The invention discloses a carbon catabolism regulatory protein CcpA mutant K31A, and belongs to the technical field of protein engineering. A CcpA gene cloned from a bacillus licheniformis genome is mutated to obtain the carbon catabolism regulatory protein CcpA mutant K31A, the amino acid sequence of the carbon catabolism regulatory protein CcpA mutant K31A is shown as SEQ ID NO.2, and the nucleotide sequence of the gene encoding the carbon catabolism regulatory protein CcpA mutant K31A is shown as SEQ ID NO. 1. A recombinant expression vector containing the gene encoding the CcpA mutant K31Ais constructed, and the constructed expression vector is transformed into a bacillus licheniformis CcpA gene defect strain to obtain recombinant bacillus licheniformis. The obtained recombinant bacillus licheniformis can obviously change the carbon catabolism repression phenomenon caused by the existence of glucose, and the preference of the bacillus licheniformis to xylose can be reduced.

The invention provides a method for constructing a prokaryote RNA sequencing library. According to the method, an extension sequence can be added to prokaryote mRNA, and prokaryote RNA can be efficiently called and reversely transcribed by using the extension sequence; meanwhile, according to the method, a molecular tag can be marked for each prokaryote original mRNA molecule, so that the influence of PCR preference on the detection accuracy is avoided, and a prokaryote mRNA sequencing library with low preference and high accuracy is obtained. Compared with a traditional prokaryote RNA sequencing library construction method, the method has the advantages that the constructed library is low in preference, meanwhile, the method is easy and convenient to operate, the success rate is high, and the method is also suitable for detection of samples with extremely low initial quantity (smaller than 2ng total RNA).

The invention provides a method for constructing a prokaryote single-cell RNA sequencing library. According to the method, an extension sequence can be added to mRNA under the condition that prokaryote cells are not cracked, prokaryote mRNA can be efficiently called by utilizing the extension sequence, different cell tags are marked for mRNA from different cell sources, and a low-preference prokaryote single cell mRNA sequencing library is obtained.
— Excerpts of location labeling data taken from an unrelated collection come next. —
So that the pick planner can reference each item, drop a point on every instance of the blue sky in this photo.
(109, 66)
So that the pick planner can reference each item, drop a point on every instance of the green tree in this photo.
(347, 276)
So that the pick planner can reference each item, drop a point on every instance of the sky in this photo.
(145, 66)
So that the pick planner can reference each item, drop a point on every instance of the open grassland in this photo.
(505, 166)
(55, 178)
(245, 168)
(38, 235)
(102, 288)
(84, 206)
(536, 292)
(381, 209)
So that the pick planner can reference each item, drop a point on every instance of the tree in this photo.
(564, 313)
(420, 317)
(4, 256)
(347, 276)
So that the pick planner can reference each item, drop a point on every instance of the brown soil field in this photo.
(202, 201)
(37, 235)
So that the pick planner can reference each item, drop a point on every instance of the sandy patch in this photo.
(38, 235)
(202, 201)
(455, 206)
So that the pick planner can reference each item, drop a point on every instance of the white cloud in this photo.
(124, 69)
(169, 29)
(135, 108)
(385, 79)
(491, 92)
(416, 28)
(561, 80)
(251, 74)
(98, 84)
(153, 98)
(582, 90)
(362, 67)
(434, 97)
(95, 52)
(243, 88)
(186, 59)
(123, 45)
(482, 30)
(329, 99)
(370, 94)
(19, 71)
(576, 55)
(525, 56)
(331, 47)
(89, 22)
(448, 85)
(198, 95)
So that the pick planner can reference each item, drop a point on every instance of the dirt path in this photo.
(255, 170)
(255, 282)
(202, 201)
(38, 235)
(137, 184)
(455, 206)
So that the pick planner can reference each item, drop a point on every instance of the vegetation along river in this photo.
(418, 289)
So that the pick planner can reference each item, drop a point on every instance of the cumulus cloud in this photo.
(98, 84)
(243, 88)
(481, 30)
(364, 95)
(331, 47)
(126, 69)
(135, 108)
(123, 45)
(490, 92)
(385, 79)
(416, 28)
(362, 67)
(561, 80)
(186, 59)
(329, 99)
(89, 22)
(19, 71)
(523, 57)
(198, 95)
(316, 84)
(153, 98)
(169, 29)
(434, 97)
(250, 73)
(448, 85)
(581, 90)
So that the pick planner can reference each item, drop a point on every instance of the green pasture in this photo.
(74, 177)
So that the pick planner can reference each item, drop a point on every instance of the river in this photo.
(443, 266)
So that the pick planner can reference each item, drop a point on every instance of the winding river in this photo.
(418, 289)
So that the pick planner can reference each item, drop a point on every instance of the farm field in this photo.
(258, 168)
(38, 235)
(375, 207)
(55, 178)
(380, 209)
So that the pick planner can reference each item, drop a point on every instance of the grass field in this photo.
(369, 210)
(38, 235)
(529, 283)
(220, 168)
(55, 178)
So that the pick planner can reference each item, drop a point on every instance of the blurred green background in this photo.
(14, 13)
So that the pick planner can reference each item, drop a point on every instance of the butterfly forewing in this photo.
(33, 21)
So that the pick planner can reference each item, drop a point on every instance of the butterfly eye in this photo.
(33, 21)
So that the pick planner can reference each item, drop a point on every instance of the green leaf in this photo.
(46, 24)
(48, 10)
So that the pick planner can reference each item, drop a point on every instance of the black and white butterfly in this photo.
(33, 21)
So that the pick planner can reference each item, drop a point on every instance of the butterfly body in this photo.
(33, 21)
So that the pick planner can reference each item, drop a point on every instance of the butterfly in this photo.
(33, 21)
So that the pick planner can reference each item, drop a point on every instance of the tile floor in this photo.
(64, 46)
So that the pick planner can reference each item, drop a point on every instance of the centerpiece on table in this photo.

The invention belongs to the technical field of single nucleotide polymorphism upper detection, and discloses a multi-task high-order SNP upper detection method and a system, a storage medium and equipment. The multi-task high-order SNP upper detection method comprises the following steps: reading PED and MAP format data from a VCF file by using Plink software, converting a bit binary format file,and arranging the bit binary format file into a sample matrix; setting search algorithm parameters according to the sizes of the SNP sites and the sample size in the data; reading in SNP sample data,and preparing first-stage search; carrying out high-order SNP upper combination detection by utilizing a multi-task and multi-harmony memory bank harmony search (HS) algorithm. According to the multi-task harmony search detection method provided by the invention, a plurality of harmony memory banks are adopted, SNP combinations of different orders are respectively stored, and a multi-task technology is applied, so that high-order SNP upper detection of a plurality of different orders can be carried out at the same time, mutual learning among individuals in a population is promoted, the diversity of the population is enhanced, and the global search capability is further improved.